Interpretation of Hib titers — The capsular polysaccharide polyribosylribitol phosphate (PRP) is an important antigen in immunity to Haemophilus influenzae type B (Hib). Anti-PRP IgG titers ≥1 mcg/mL are considered protective [28]. Although the polysaccharide PRP is the primary antigen, the conjugate vaccines employ either diphtheria toxoid or the outer membrane protein complex of meningococcus as the immunogenic protein. Therefore, antibodies to the Hib capsular polysaccharide in patients who received the conjugated Hib vaccine reflect a protein response, and protective antibodies against the PRP polysaccharide do not exclude unresponsiveness to the pure pneumococcal polysaccharides. Children in the United States have been receiving conjugated vaccines for prophylaxis against Hib since the early 1990s.

Treatment

Medical Therapy

The mainstay of therapy for IgG deficiency includes the following :

  • Immunization with conjugate vaccines in patients who have not responded to polysaccharide vaccines[83]
  • Aggressive management of asthma, allergic rhinitis predisposing to recurrent sinopulmonary infections
  • Recognition and treatment of sinopulmonary bacterial infections since infections are less likely to clear spontaneously in patients with antibody defects.
  • Prophylactic antibiotics for patients with recurrent sinopulmonary infections. Evidence in support of this approach is largely derived from benefits observed in retrospective studies of children with this and similar antibody deficiencies.[5]
  • Intravenous or subcutaneous immune globulin replacement is indicated if the use of prophylactic antibiotics does not cause fewer infections or in patients with persistent and symptomatic chronic rhinosinusitis. This therapy should be reserved for patients with clearly impaired responses to protein and/or polysaccharide antigens.
  • Intravenous immune globulin therapy, at a standard dose range of 400 to 600 mg/kg, can be infused every three to four weeks.[6] Immune globulin can also be replaced subcutaneously at weekly intervals.
  • Immune globulin therapy should be administered for one to two years initially, at which point the patient's status should be re-evaluated to determine if the number and/or severity of infections have been reduced.
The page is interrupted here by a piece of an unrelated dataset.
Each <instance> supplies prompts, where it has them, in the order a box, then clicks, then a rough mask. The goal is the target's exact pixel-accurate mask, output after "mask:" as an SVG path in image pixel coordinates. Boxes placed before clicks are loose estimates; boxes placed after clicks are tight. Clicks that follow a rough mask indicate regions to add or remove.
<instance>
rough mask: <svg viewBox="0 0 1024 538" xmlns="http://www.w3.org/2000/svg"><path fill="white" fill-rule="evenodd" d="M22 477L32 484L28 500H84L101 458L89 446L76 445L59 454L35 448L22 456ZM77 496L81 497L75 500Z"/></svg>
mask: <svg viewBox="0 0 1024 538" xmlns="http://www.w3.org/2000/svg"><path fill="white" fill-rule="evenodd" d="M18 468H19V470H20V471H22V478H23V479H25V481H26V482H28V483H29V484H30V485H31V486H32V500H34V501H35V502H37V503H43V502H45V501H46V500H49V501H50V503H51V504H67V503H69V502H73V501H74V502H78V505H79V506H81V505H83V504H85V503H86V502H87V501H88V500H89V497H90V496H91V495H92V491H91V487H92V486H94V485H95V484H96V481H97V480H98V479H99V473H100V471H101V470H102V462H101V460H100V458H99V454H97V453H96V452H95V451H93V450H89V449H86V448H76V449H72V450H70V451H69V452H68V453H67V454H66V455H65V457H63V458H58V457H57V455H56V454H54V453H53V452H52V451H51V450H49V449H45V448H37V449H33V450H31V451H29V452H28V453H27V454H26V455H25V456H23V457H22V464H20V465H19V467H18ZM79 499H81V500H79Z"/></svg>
Not all patients with IgG subclass deficiencies benefit from immune globulin replacement, and the therapy should be discontinued if not effective in that individual.[84]

Prevention

  • There are no primary preventive measures available for IgG deficiency.
  • Secondary and tertiary prevention strategies following IgG deficiency include avoidance measures, vaccination, prophylactic antibiotics, immune globulin therapy,and when infections do occur, broader spectrum and more prolonged antibiotics are often recommended.
  • Avoidance: to reduce exposure to others with potentially contagious illnesses: proper handwashing and use of alcohol-based disinfectants should be provided to patients and their families; Co-sleeping among family members should be minimized, and immunization of family members and close contacts
  • Careful attention should be paid to patient's oral hygiene and dental health.
  • Vaccination Immunization with conjugate vaccines in patients who have not responded to polysaccharide vaccines Advisory Committee on Immunization Practices (ACIP)[85]
  • Recommended that conjugated Hib vaccine be administered in patients with IgG2 subclass deficiency and those with specific antibody deficiency (SAD) [86][87]
  • Antimicrobial therapy: Treating acute infections and prophylactic antimicrobial therapy among patients with recurrent sinopulmonary infections or ongoing lung disease is helpful. Thus, immediate recognition and treatment with antibiotics can help prevent chronic infections and infectious complications. It is important to ensure that the infection has treated completely at the end of a course of antibiotics, as patients with immunodeficiency sometimes necessitate longer durations of therapy. Antibiotic resistance does not seem to be a serious problem in patients with primary immunodeficiency, for causes which are not clearly understood, then the same antibiotics continue to be useful, regardless of prolonged or frequent exposure.[88]